Schwanz ab – Ohr weg

Egal wie andere Tierfreunde und die Gesetze das sehen – der Flensburger Tierschutzverein lässt weiter amputieren

Ohrenabschneiden findet nicht jeder selbstverständlich: „Die Vorgänge in Flensburg sind unfassbar“, sagt der Vorsitzende des Landestierschutzverbandes Schleswig-Holstein, Wolfram Hartwich. Grund seiner Empörung: Zwei freilaufende Katzen aus Flensburg waren Anfang Juli von Anwohnern in die Obhut des lokalen Tierschutzvereins gegeben worden. Dessen Tierheim sollte die Kastration vornehmen lassen.

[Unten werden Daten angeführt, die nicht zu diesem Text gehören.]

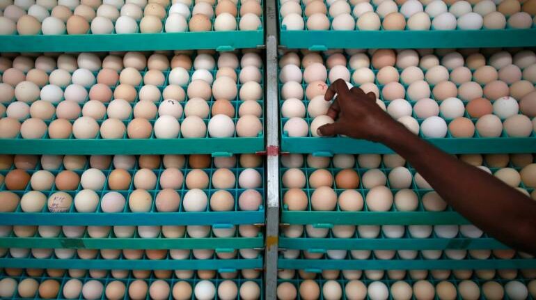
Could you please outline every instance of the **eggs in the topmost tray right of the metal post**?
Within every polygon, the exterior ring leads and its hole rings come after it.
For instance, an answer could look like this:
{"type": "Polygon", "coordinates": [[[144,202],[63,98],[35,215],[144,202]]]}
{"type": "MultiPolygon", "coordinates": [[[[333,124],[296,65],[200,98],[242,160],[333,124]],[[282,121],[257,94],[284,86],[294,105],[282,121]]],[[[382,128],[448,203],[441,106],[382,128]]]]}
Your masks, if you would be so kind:
{"type": "MultiPolygon", "coordinates": [[[[533,26],[536,6],[523,7],[517,0],[491,0],[478,2],[474,7],[468,1],[456,1],[450,7],[435,0],[423,6],[418,0],[404,1],[399,7],[395,1],[381,1],[373,7],[368,1],[356,3],[353,8],[347,0],[307,1],[302,10],[299,1],[285,1],[279,10],[281,25],[287,30],[361,31],[378,30],[478,30],[478,29],[529,29],[533,26]],[[328,18],[328,15],[331,19],[328,18]],[[304,18],[307,18],[306,21],[304,18]]],[[[530,2],[530,1],[528,1],[530,2]]]]}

Als sie die Tiere jedoch zurück in ihre gewohnte Umgebung bringen wollten, bemerkten sie: Der Operateur hatte beiden Katzen beim Eingriff jeweils das halbe linke Ohr abgeschnitten – ein vom Tierschutzgesetz ausdrücklich verbotenes Verfahren zur Kennzeichnung. „Das ist Tierquälerei“, empört sich eine Zeugin und fragt: „Wie so etwas sadistisches“ im Umfeld des vom Verein Tierschutz Flensburg getragenen Heims passieren könne.

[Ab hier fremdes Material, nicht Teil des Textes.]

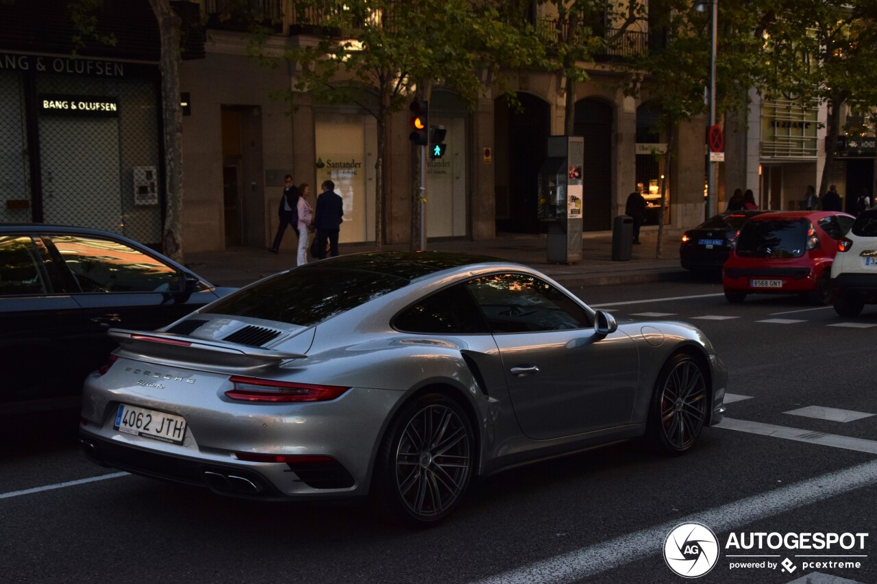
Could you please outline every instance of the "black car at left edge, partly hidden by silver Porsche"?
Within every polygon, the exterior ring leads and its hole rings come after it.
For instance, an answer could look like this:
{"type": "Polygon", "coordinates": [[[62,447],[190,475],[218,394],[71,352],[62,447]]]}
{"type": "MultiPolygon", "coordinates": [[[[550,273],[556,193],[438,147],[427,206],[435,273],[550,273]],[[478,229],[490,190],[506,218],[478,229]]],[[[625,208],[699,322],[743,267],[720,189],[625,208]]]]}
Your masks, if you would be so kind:
{"type": "Polygon", "coordinates": [[[0,224],[0,416],[75,405],[111,326],[154,330],[232,290],[114,233],[0,224]]]}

Der Landesverband ist da ganz auf ihrer Seite: „Wir prangern diese Unart seit Jahren an“, so Hartwich. Den Vorsitzenden des Tierschutzvereins Flensburg und Umgebung, Detlef Richelsen schert die Aufregung allerdings wenig: „Was der Landesverband dazu meint, interessiert mich nicht.“ Ausweichender die Antworten seines hauptamtlichen Heimleiters. Katzenohren würden bei ihnen grundsätzlich nicht beschnitten, sagt Willy Sandvoß zunächst. „Als Tierärzte das durchsetzen wollten, habe ich ganz klar dagegen gesprochen.“ Als Tierheimmitarbeiter den Vorfall bestätigen, ändert Sandvoß jedoch die Taktik: „Ich kann da nichts machen. Die Ärzte sind die Experten.“

Tatsächlich hält der vom Heim beauftragte Veterinär Hartmut Eger aus Harrislee die von ihm praktizierte Kennzeichnung für angemessen: „Ich habe zum Wohl der Tiere gehandelt“, rechtfertigt er sich. Wiederholtes Einfangen, mehrmalige Transporte zum Tierheim und womöglich sogar weitere Narkosen würden vermieden. Die in der Region übliche Praxis, den Buchstaben K ins Ohr einzutätowieren, habe sich dagegen nicht bewährt. Amtstierarzt Manfred Kaiser widerspricht: „In den allermeisten Fällen scheint mir das K im Ohr die bessere Lösung.“ Auch die Tierärztliche Vereinigung für Tierschutz ächtet die radikale Maßnahme und weist auf sinnvolle Alternativen hin: Neben Tätowierungen hätten sich Kennmarken und, in Einzelfällen kleine Einkerbungen, bei wild lebenden Katzen bundesweit bewährt.